# Saving on cooking fuel/energy and time...



## SurviveNthrive (May 20, 2010)

One of the easiest ways to save critical fuel is also a time saver. 

It's common sense that smaller objects, cook faster. With veggies and meats in stews and soups, simply cutting them smaller for the pot or thinner for the pan will greatly reduce cooking time if fuel is an important factor. 

With items like potatoes, it's believed that if you add one of the purpose made 'nails' to the inside and bake the potato it'll cook faster and more evenly. If you nuke potatoes, if you stab it several times it'll cook better if not necessarily faster. 

With a hamburger patty, hand made without a press, there's sometimes longer to cook center where it's further from the edge and thicker. One technique to speed up cooking is to make a flattened 'donut' of a patty, finger poke the center so there's a hole through it. It'll cook more evenly. If you puncture a roast repeatedly, it will cook faster, however, you'll be losing moisture. If it's a pot roast, that doesn't matter.

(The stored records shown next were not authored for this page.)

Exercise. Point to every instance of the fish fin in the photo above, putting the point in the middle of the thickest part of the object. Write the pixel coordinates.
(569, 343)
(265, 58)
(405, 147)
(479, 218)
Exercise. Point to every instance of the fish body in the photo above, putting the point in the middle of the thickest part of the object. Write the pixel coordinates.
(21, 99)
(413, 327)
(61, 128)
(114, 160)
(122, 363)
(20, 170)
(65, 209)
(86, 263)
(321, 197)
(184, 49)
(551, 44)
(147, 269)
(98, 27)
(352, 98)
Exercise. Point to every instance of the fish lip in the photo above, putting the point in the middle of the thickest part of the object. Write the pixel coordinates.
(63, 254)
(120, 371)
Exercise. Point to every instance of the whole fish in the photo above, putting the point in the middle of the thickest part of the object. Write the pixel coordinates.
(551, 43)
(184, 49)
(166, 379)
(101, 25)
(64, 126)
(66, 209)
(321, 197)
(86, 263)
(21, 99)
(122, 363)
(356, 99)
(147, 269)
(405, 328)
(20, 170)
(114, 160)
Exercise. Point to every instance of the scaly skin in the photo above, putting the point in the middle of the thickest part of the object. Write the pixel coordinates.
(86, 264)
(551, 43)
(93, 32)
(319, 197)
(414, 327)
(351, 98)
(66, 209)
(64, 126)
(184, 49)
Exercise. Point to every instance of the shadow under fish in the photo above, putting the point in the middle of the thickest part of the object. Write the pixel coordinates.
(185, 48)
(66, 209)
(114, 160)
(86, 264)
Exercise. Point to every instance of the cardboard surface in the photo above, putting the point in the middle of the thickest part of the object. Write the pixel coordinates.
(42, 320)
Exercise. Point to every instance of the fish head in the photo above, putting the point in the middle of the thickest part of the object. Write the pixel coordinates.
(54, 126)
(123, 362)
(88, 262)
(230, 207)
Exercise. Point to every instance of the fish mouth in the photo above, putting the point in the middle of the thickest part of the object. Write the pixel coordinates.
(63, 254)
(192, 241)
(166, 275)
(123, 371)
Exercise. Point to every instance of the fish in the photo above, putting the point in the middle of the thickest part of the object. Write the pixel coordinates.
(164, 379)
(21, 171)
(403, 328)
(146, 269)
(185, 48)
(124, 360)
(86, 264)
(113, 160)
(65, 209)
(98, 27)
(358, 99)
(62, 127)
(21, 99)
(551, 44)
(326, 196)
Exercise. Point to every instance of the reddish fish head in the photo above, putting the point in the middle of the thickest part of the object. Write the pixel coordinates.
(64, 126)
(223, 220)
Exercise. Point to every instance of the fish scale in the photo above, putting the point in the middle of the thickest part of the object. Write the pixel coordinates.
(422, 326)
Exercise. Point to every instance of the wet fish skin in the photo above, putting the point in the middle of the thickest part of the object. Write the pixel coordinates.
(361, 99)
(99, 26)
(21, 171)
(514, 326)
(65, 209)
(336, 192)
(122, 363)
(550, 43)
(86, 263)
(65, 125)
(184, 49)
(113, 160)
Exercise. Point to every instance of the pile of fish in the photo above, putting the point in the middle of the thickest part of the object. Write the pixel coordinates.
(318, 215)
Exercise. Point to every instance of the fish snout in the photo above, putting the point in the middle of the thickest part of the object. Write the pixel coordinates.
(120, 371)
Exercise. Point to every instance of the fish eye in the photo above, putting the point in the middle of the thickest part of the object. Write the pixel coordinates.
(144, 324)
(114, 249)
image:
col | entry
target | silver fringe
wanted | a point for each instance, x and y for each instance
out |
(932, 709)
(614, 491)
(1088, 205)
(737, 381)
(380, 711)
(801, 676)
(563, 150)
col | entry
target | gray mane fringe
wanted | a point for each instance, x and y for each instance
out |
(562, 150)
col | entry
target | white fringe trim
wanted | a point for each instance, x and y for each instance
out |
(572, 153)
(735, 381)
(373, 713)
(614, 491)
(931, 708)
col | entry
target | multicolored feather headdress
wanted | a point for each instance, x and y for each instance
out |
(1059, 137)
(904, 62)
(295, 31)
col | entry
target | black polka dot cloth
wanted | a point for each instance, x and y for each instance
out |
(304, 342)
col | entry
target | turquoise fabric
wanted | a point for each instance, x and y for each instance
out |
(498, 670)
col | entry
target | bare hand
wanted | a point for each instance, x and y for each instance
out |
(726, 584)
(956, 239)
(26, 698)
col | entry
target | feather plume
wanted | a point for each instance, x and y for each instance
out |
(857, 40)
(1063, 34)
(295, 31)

With some starches and definitely with beans, some folks presoak them before beginning to cook them. Adopting somen type noodles makes for quick cooking. (They're thin and cook rapidly.)


----------



## gam46 (Jan 24, 2011)

Bumping.

Using a wok which is designed to be used on a small, but hot, fuel source for a short time is another idea for your list.


----------



## Caribou (Aug 18, 2012)

1. Take your pot and bring it to a boil, remove from heat and wrap with a towel or other insulation, let sit. 

2. Use a pressure cooker.

3. Combine both above.


----------